К моменту закрытия Восточного у всех десяти участников банкета, в число которых входил и Андрей Битов, содержание алкоголя подскочило до той величины, при которой форма оказывалась куда важнее содержания, а форма тела уже не держала вертикальной позиции, грозясь принять непрямой угол. Вышагивая вниз по дворцовой лестнице, Андрей, как полагали оцевидцы, не имел никакой другой цели, как спуститься в гардероб. Однако, судьба готовила ему другие награды и поражения, в преддверии которых он неожиданно качнулся вправо, в сторону стены, декорированной со времен Карла Росси хитрым узором из зеркальних ромбов. Отразившись в ста тысячах плоскостей на манер героя романов Робба Грие, Андрей поник, всем своим видом угрожая нанести "Восточному ресторану" материальный ущерб, который тут же подтвердился в виде утраты, значение которой, исчисляемое при желании даже в долларах, росло по астрономической шкале. Стараниями Андрея от старинной декорации Росси отскочил один зеркальный ромб. Удостоверившись в том, что воспоследствующая утрата ему не померещилась, гардеробщик "Восточного ресторана" незамедлительно связался с двадцать седьмым отделением милиции, построенным, по всем имеющимся догадкам, в том же, как и "Восточный," 1825 году или около того и, скорее всего, по проекту того же итальянца Росси, похоже, избежавшего, за давностью времени, ответственности за то, что случилось с Андреем в тот исторический вечер.

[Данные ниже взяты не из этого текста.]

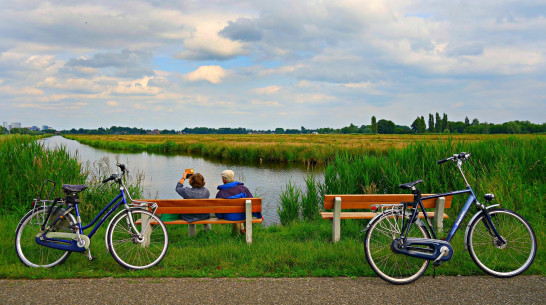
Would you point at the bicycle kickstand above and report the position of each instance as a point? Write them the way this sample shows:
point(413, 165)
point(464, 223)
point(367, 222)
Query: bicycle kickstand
point(89, 254)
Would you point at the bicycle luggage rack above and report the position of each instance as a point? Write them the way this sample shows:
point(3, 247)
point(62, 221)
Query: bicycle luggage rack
point(38, 202)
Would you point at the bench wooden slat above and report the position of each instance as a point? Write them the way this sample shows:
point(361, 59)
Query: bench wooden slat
point(366, 215)
point(203, 202)
point(200, 206)
point(365, 201)
point(197, 210)
point(206, 221)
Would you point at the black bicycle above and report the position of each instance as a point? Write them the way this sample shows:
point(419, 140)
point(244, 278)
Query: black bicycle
point(135, 237)
point(399, 246)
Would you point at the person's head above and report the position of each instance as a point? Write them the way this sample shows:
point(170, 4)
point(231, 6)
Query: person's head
point(228, 176)
point(197, 180)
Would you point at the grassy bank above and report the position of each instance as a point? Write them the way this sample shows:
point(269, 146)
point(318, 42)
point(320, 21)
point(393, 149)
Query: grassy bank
point(276, 148)
point(513, 168)
point(297, 250)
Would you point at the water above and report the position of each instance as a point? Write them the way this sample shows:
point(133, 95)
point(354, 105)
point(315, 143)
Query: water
point(163, 172)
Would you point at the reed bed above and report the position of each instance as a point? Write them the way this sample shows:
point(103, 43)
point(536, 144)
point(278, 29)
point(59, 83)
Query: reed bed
point(512, 168)
point(25, 164)
point(308, 148)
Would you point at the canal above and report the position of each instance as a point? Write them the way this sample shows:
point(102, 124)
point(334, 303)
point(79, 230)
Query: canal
point(163, 171)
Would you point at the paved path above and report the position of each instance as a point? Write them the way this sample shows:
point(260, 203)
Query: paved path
point(439, 290)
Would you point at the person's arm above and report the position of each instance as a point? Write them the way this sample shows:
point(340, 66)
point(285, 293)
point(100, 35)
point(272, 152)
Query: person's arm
point(180, 189)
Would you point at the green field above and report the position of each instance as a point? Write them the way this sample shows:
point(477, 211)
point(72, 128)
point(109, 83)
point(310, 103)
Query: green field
point(308, 148)
point(511, 167)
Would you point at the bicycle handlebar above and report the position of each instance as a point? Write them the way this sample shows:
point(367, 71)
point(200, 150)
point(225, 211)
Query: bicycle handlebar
point(462, 156)
point(108, 179)
point(116, 176)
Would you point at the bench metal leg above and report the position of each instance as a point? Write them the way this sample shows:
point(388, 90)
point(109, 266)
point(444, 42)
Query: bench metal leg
point(192, 230)
point(336, 220)
point(248, 221)
point(439, 215)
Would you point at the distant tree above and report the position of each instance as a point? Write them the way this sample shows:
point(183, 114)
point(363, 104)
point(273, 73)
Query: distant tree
point(430, 122)
point(386, 127)
point(374, 125)
point(351, 129)
point(416, 126)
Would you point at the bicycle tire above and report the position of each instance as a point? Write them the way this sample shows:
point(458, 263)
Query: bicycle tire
point(133, 252)
point(495, 258)
point(392, 267)
point(32, 254)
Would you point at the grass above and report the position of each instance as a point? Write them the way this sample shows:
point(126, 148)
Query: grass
point(296, 250)
point(512, 167)
point(306, 148)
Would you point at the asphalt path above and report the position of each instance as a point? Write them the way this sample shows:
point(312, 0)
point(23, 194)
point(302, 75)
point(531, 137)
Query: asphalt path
point(426, 290)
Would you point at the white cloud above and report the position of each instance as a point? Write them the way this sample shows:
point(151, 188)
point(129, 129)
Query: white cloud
point(212, 74)
point(136, 87)
point(14, 91)
point(267, 90)
point(266, 103)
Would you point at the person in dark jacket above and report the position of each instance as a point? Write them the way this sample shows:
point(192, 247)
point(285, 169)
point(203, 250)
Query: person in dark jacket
point(232, 189)
point(197, 191)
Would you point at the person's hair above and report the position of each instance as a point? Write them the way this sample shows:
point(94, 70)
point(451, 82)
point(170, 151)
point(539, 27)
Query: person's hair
point(228, 176)
point(197, 180)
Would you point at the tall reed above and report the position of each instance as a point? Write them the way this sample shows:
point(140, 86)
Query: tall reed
point(25, 164)
point(289, 207)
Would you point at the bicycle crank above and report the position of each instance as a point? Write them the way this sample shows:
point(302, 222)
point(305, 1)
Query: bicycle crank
point(425, 248)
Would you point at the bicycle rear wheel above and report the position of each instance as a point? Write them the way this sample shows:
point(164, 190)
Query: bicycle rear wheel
point(497, 258)
point(131, 250)
point(390, 266)
point(32, 254)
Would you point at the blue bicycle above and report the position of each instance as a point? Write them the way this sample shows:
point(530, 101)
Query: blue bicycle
point(135, 237)
point(399, 246)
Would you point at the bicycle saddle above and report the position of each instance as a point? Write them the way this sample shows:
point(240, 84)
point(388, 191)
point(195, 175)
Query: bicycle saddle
point(409, 185)
point(74, 188)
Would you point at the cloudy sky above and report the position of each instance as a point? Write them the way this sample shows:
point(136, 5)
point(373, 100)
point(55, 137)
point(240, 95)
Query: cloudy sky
point(267, 64)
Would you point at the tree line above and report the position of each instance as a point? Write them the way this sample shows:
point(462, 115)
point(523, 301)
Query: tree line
point(435, 124)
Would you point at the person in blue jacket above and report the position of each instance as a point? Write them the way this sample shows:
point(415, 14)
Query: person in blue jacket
point(232, 189)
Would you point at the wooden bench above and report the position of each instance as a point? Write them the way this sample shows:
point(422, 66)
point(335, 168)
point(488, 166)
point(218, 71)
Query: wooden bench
point(197, 206)
point(365, 202)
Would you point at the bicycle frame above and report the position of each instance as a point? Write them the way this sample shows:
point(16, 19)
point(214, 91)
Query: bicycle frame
point(462, 214)
point(101, 217)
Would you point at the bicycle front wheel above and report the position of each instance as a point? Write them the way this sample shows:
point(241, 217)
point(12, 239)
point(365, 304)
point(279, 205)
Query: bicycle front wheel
point(495, 257)
point(139, 249)
point(393, 267)
point(32, 254)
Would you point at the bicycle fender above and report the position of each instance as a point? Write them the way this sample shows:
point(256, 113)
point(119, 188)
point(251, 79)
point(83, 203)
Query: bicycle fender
point(371, 221)
point(108, 229)
point(466, 241)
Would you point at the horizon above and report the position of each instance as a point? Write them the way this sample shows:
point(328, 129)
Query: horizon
point(263, 65)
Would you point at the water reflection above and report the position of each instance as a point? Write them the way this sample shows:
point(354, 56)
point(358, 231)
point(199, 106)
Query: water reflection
point(163, 171)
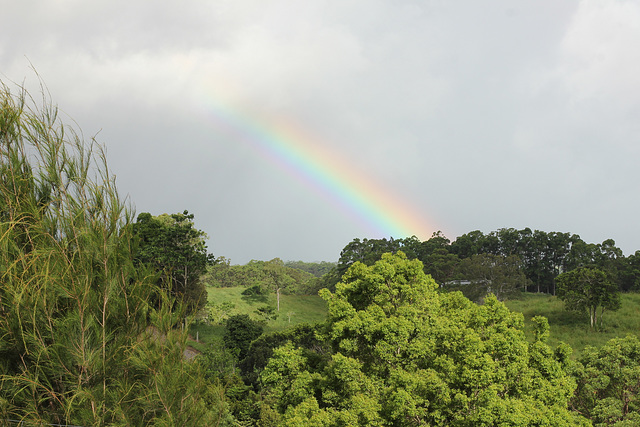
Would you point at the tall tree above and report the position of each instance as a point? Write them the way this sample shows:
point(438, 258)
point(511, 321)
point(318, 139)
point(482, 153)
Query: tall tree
point(79, 339)
point(588, 289)
point(404, 354)
point(177, 251)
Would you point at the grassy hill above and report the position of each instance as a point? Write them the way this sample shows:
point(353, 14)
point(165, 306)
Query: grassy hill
point(573, 328)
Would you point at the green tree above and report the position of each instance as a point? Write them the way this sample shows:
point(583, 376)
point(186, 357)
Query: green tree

Из ворот двадцать седьмого отделения стремительно вынеслось несколько милицейских машин, которые, разогнавшись и не будучи в состоянии остановиться у парадных дверей "Восточного", были вынесены Исааком Ньютоном к Невскому проспекту, откуда вынуждены были сманеврировать назад. Все произошло с такой скоростью, что, когда мы с Ингой Петкевич, тогдашней женой Андрея, вышли из туалета, находившегося напротив гардероба, с беспечно напудренными носами, перед нами открылось нечто ошеломляющее. Андрей Битов, уже сделавший заявку на то, чтобы быть первым прозаиком России, бушевал на ковровом полу вестибюля под натиском двух верзил в милицейских формах, пытавшихся его связать для помещения в милицейский фургон. Первым, что бросилось в глаза, был гигантский милицейский сапог, покоившийся на шее Андрея, из-под которого торчала голова писателя, хрипло и с надрывом, но членораздельно выговаривавшая: "Вы Ивана Бунина знаете? Толстого читали?"